I'm little confused by that issue, I hope somone could explain also intuitive explation will be great.
Thanks.
 A: In the end the choice was $\delta=min\{1000,\epsilon/4014987\}$ which is very small for a small $\epsilon$ like 1.
The first 'choice' of   δ ,is "unsuitable" for example, in $$\lim_{x \to 1} (1/x)=1$$ ,for δ>1,because then no ϵ will fit.
This choice is made for 2 reasons: 


*

*to narrow the slop of function we are talking about,to avoid impossible (as $$\lim_{x \to 1} (1/x)=1$$) or difficult parts.Here the main concept is that it does not matter if we take a 'too small' δ. We do this in functions with un-continous points.

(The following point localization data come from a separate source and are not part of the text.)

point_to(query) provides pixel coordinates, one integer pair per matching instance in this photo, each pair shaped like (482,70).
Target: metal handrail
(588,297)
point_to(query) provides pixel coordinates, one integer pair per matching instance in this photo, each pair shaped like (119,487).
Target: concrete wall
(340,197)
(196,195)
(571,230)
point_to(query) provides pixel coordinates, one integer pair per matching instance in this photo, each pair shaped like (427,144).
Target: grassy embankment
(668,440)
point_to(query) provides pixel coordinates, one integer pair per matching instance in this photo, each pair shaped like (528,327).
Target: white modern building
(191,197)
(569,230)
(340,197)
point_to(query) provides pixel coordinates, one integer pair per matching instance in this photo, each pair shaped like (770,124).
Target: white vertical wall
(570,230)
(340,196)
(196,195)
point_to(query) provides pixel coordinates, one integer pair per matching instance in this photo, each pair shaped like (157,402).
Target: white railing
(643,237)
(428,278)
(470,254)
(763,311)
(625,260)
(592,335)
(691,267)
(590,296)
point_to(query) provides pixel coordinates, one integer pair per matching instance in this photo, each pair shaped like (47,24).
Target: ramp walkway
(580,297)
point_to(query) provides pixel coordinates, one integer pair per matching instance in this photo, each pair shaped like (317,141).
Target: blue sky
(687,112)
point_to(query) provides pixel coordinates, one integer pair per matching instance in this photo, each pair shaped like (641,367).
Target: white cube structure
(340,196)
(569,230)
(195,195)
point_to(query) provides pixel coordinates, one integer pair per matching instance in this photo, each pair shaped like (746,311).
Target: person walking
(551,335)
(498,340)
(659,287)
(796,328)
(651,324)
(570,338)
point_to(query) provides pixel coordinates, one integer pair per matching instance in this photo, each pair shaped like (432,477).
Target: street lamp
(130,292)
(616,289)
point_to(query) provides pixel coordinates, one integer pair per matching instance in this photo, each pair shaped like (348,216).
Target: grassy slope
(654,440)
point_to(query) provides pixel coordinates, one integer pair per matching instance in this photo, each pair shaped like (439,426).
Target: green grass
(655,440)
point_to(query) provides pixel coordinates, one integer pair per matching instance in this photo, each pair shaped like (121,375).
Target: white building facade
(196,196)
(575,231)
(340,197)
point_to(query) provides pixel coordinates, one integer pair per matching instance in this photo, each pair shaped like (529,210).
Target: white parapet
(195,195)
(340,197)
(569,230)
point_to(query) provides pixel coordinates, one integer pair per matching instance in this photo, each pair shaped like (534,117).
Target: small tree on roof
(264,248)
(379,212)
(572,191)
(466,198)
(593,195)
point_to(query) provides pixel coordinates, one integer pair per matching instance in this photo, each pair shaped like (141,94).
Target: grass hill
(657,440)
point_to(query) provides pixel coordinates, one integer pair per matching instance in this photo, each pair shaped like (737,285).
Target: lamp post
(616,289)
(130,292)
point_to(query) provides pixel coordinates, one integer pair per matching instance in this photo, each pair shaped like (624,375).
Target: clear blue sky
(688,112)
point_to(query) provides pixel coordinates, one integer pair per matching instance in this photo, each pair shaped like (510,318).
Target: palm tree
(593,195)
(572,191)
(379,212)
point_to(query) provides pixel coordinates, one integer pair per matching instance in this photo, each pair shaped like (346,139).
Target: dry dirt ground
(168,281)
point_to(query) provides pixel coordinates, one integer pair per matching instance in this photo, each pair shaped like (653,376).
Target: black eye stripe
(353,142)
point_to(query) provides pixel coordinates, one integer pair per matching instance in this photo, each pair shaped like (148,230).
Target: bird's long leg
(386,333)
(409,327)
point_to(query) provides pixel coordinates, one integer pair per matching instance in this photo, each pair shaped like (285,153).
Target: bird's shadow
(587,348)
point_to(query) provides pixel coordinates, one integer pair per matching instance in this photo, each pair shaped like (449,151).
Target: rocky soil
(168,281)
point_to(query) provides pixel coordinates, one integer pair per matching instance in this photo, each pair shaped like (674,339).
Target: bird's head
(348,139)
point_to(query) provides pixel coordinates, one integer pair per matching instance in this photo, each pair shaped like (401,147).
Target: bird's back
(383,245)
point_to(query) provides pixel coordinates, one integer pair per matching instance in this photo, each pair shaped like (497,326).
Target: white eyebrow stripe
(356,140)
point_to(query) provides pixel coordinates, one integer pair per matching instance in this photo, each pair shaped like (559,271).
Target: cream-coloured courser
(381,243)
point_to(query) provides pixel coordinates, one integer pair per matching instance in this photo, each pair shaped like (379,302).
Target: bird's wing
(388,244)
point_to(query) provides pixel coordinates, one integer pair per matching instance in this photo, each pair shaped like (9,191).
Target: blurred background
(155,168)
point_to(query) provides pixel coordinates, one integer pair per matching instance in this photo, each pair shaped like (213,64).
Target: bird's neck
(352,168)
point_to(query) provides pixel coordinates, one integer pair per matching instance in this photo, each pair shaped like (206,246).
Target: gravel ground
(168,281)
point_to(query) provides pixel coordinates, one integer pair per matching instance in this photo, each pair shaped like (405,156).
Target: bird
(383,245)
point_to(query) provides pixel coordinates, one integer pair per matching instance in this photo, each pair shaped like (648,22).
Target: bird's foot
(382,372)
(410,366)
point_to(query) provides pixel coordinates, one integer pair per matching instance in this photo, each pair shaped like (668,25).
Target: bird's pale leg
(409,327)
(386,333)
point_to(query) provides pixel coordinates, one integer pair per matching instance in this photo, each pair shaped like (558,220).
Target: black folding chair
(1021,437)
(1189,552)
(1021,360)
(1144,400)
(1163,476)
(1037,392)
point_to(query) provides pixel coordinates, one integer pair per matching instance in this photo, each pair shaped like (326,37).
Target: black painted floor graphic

*To make it easy to evaluate the function,as you did here.In this case,a big δ does not make any harm as long as we can still evaluate the function.
A good δ,in a case of a polynom,is one that makes the function easy to evaluate,witch means,easy to find the sup and inf,or bound them.so it would be nice to take a δ that gives us  a parabulaa looking slop.
Note that the "To all ϵ>0 exist δ>0 so..." from the limit condition,says that the δ depends on the specific ϵ , so in the end of the proof we always need to make a min{} choice(exept constent functions, where δ can remane const.)
A little mistake is $|4x2+7x−17|≤|x−1|∗|4∗10012+7∗1000−17|$ which is true in this case,but you cant always just take the biggest option for x (somtimes a smaller negative x,gives a larger value,for example).If we are dealing with a polynom,we just need to find thr maximum falue (in this case  in $ -999<x<1001$)
A: $$ |f(x)-f(1)|<\varepsilon \Leftrightarrow | (x-1)(4x^2+7x-17)|<\varepsilon.$$
Let $|x-1|<\delta$ so: $$  | (x-1)(4x^2+7x-17)|<\delta |4x^2+7x-17|$$.
Pick $\delta\le 1$ so $|x-1|<\delta$ implies $|x|<2$ which in turn implies:
$$\delta |4x^2+7x-17|< \delta (|4x^2+7x|+17)<\delta (16+14+17)=37\delta.$$
So let $\delta=\min\{1,\frac\varepsilon{38}\}$.
Now $|x-1|<\delta=\min\{1,\frac\varepsilon{38}\}$ implies $|f(x)-f(1)|<37\cdot\delta<\varepsilon$.